Japan executed three death row convicts Tuesday for the first time since 2019, according to the Japan Times. The three executions are the first carried out under Prime Minister Fumio Kishida.

The three prisoners were identified as Yasutaka Fujishiro, 65, Tomoaki Takanezawa, 54 and Mitsunori Onogawa, 44. Fujishiro was convicted for killing seven of his relatives in Hyogo Prefecture in 2004. He was sentenced to capital punishment in May 2009 and his conviction was finalised after Japan’s Supreme Court rejected his appeal in June 2015. Takanezawa and Onogawa were convicted of killing two employees at two separate pachinko parlors in Gunma Prefecture in 2003. The death penalties for Takanezawa and Onogawa were finalised in July 2005 and June 2009 respectively.

Japan executes its death penalties by way of hanging. Japanese prisoners and international human rights groups have continuously opposed Japan’s death penalty. Death row inmates in Japan may only be informed of their executions by authorities hours before it is carried out. In November, two Japanese prisoners filed a case opposing the practice. Additionally, the period between the final conviction and execution in Japan can span decades, which may lead to severe mental trauma and suffering.

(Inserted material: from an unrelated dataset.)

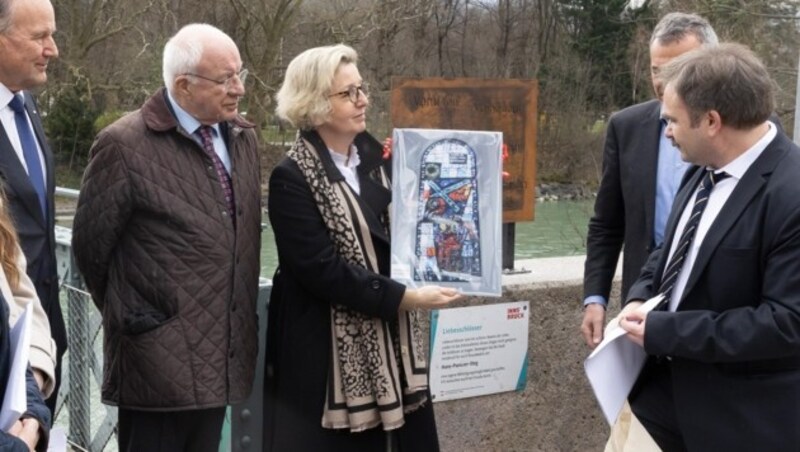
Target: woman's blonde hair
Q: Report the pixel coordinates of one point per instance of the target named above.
(303, 97)
(8, 242)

Amnesty International has consistently opposed the country’s death penalty practices. According to the group, the death penalty naturally violates international instruments that aim to prohibit the same including the Second Optional Protocol to the International Covenant on Civil and Political Rights, Protocol Number 6 to the European Convention on Human Rights and the Protocol to the American Convention on Human Rights to Abolish the Death Penalty.